May 3, 2026
Think back to a moment that was peak fun.
Not just a good day. Not just a pleasant experience. The peak FUN (with a capital F-U-N). The kind that still comes to mind years later without any effort.
Picture it, imagine it.
Now let me make some guesses about what was happening in that memory.
There’s probably another person or people in there. It happened in a specific place. There’s now a story you enjoy telling about it.
None of these things are a coincidence.
Now think about what doesn’t show up in that memory. I suspect what didn’t make it in there were many of the modern conveniences and escapes built into our everyday lives.
This is the difference between real fun and fake fun.
Fake fun is everywhere right now. It’s engineered to feel like something is happening when nothing really is. The average teenager spends 5+ hours a day on their phone. Not because they love it. Most of them honestly wish it wasn’t that way.
That’s not real fun. It’s an escape that looks like fun from the outside.
Here’s a weird observation. On at least three different continents, I’ve seen some version of the same thing: groups of kids laughing hysterically while playing with a stick and a tire.
One kid uses the stick to roll the tire down the road. Other kids join in. They make a game out of it. Nobody told them what to do. Those kids in different places didn’t learn from each other - they just started playing.
That’s an example of real fun.
Real fun is active. It almost always involves other people. It is something you can see, sense, smell, and hear, while doing something with your body and your attention. The ingredients don’t have to be overly complicated. It’s just social, creative, and unscripted.
Real fun is also how kids build friendships that actually mean something.
There’s a depth to a friendship formed at camp that comes directly from spending hours in the same place, doing things together, going through the day side by side.

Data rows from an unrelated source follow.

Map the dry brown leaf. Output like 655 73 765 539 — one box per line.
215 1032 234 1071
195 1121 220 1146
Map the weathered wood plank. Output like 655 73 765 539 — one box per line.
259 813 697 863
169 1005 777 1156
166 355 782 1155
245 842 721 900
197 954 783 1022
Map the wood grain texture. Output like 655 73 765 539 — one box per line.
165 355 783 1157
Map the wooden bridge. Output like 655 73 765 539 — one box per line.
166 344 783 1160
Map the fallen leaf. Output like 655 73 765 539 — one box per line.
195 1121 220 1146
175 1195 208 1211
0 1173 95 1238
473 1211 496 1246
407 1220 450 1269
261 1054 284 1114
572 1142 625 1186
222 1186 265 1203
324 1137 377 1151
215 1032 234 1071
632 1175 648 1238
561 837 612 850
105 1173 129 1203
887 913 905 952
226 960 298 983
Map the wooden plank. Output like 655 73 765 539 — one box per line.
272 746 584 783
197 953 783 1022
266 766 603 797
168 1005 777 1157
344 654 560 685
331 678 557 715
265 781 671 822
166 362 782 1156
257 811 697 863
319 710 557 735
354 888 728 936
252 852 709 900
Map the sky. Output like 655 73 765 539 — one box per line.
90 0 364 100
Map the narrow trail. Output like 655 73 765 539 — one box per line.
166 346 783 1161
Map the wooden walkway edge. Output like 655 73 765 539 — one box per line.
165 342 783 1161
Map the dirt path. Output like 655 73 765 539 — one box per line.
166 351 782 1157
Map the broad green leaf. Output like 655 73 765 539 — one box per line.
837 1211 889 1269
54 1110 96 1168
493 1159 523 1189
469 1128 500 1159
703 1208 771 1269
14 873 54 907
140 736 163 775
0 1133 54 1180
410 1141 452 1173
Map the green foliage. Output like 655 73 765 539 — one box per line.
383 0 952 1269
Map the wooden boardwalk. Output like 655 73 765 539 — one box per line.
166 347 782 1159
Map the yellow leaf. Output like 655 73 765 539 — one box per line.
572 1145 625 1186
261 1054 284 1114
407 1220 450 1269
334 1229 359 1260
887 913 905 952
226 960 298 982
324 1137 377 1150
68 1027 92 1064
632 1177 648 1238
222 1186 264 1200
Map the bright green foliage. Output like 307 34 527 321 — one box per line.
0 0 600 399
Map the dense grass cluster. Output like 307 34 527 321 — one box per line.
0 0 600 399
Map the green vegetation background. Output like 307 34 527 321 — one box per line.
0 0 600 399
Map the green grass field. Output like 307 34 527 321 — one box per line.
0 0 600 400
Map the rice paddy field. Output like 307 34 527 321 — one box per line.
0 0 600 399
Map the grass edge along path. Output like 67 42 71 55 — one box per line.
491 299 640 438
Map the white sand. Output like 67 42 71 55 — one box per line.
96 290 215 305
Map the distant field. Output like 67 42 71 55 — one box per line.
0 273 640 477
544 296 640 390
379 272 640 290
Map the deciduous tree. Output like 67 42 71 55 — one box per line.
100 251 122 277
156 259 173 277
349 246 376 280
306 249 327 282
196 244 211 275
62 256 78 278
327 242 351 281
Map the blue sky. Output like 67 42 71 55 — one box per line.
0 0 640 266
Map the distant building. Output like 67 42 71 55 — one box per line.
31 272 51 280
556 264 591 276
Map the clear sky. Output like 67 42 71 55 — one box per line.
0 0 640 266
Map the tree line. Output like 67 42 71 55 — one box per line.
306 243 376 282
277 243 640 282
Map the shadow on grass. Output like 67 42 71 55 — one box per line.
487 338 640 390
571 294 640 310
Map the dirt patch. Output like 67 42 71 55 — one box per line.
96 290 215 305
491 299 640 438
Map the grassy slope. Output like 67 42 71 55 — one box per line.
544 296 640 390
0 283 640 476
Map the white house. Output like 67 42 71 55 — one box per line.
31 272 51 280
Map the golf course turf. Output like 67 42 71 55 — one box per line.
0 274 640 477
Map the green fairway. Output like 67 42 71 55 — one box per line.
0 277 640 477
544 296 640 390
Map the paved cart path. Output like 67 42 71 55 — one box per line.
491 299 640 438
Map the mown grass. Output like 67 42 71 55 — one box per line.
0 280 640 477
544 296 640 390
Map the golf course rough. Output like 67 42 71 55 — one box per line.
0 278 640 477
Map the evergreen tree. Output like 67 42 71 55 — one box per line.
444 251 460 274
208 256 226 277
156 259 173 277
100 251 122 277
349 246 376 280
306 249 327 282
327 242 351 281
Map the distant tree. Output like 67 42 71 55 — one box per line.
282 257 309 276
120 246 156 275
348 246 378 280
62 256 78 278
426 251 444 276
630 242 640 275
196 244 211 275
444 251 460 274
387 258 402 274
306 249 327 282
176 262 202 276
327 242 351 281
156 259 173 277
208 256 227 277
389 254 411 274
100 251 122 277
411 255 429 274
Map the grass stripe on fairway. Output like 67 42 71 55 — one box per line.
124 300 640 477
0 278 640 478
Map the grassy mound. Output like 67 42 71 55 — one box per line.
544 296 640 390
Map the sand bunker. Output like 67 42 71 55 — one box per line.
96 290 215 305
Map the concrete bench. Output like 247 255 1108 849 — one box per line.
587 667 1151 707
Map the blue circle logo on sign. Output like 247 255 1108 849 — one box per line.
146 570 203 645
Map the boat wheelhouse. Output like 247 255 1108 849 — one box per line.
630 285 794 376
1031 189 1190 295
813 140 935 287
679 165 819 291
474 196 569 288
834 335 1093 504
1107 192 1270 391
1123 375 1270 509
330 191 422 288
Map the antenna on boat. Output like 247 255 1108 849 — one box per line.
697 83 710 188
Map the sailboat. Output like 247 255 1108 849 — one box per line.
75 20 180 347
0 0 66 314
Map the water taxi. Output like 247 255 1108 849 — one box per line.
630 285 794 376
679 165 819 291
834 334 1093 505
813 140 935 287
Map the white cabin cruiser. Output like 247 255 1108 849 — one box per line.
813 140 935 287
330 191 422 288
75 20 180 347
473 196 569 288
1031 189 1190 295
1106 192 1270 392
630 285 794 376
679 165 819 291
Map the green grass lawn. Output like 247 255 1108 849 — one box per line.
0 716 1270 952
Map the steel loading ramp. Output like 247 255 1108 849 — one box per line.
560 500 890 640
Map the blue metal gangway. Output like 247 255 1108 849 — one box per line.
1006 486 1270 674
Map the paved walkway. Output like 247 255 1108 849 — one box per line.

That’s not something you can manufacture on a group chat. It comes from shared time in shared space, and there’s no shortcut.
Real fun always leaves you with something to tell, and with something to call back to later.
A camper who shoots a bow and arrow for the first time has a story.
A kid who watched archery videos for two hours does not. That seems obvious when you put it that way, but it’s worth sitting with for a second.
The memories that become part of us are the ones that get told to new friends, future roommates, and people you meet years from now. Those memories have a person, a place, and a thing that happened.
They are stories. And the stories we collect during childhood are not a small thing. They add up to the story of who we grow into.
Fake fun doesn’t make it into that story. There’s nothing to share. It feels good in the moment, but fake fun robs us of the story because it replaced an opportunity to go do something with friends in the real world.
That’s the real cost of it.
A few weeks at camp is a concentrated dose of real fun.
Every day has a person. A place. Something that happens.
It’s more than sticks and tires, obviously, but it’s very real.
Kids are moving, playing, trying things they have never tried, building friendships by spending real time together.
They come home with stories, even ones they don’t immediately recognize as stories.
Just ask them about the funniest thing that happened in their cabin (they’ll remember). Ask them what they learned to do (they’ll want to tell you). Ask them about someone they met (you’ll hear a lot about them).
That’s what real fun leaves behind. And it’s the thing that becomes a part of who they are.